The Financial Industry Regulatory Authority Inc. Wednesday released its 2019 annual financial statement, which shows that total compensation and benefits for its staff rose last year to $758.5 million compared to $688.7 million in 2018, an increase of 10.1%.
Meanwhile, the primary regulator of more than 3,000 broker-dealers said that it was preparing a proposal, to be filed with the Securities and Exchange Commission at some later date, to raise regulatory fees. The Finra report noted that fees have been static for several years.
Compensation for Finra senior management and staffers, as well as any increase in the regulator's fees, are highly sensitive issues for brokerage firm executives, who routinely complain that the securities industry is becoming increasingly expensive and more difficult for small firms to operate in.
Finra CEO Robert Cook has been trying to fight that perception, notably through a 2017 initiative known as Finra 360, a comprehensive review of the self-regulatory organization's operations.
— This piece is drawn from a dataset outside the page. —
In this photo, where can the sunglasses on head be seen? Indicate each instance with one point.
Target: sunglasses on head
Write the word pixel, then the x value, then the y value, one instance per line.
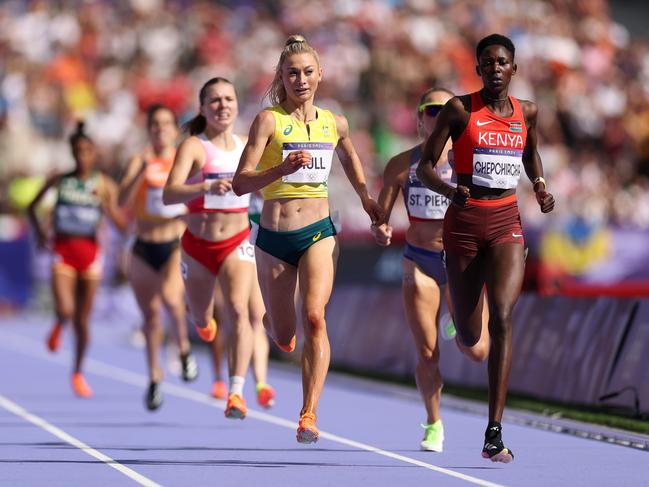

The increase in compensation for Finra's staff of 3,400 resulted from voluntary retirement program severance, employee merit increases and a boost for employee incentive compensation, Finra reported, along with perks for senior staff and officers that included expenses related to the deferred compensation plan and the supplemental defined-contribution plan.
Finra issued a budget summary in May that revealed the plans for a regulatory fee increase, which will not take effect until at least 2022 and will be phased in over several years.
"We do not plan to increase regulatory fees in 2020, marking our seventh consecutive year without a fee increase," according to the annual report. "As noted in the budget summary, we are preparing a proposal to raise regulatory fees that will be filed with the SEC."
For several years, Finra has been living off its hump.
It has relied on its reserves to fund budget deficits instead of increasing member firm fees, it noted in the May budget summary. It will continue to draw down reserves and eventually reach a target reserve of one year of operating expenses, at which point it will manage expenses and then eventually raise regulatory fees.
Another sensitive industry issue involves Finra generating revenue from fines it imposes on broker-dealers. But Finra reported that revenues from fines dropped precipitously, to $39.5 million last year from $61 million in 2018. That's a decrease of 35%.
Finra's overall expenses grew last year by $120 million, hitting $1.095 billion, up from $975 million in 2018. That's an increase of 11%.
Finra's net revenues were $938.5 million in 2019, an increase of 2.2% when compared to 2018, when it reported $918.5 million in net revenues.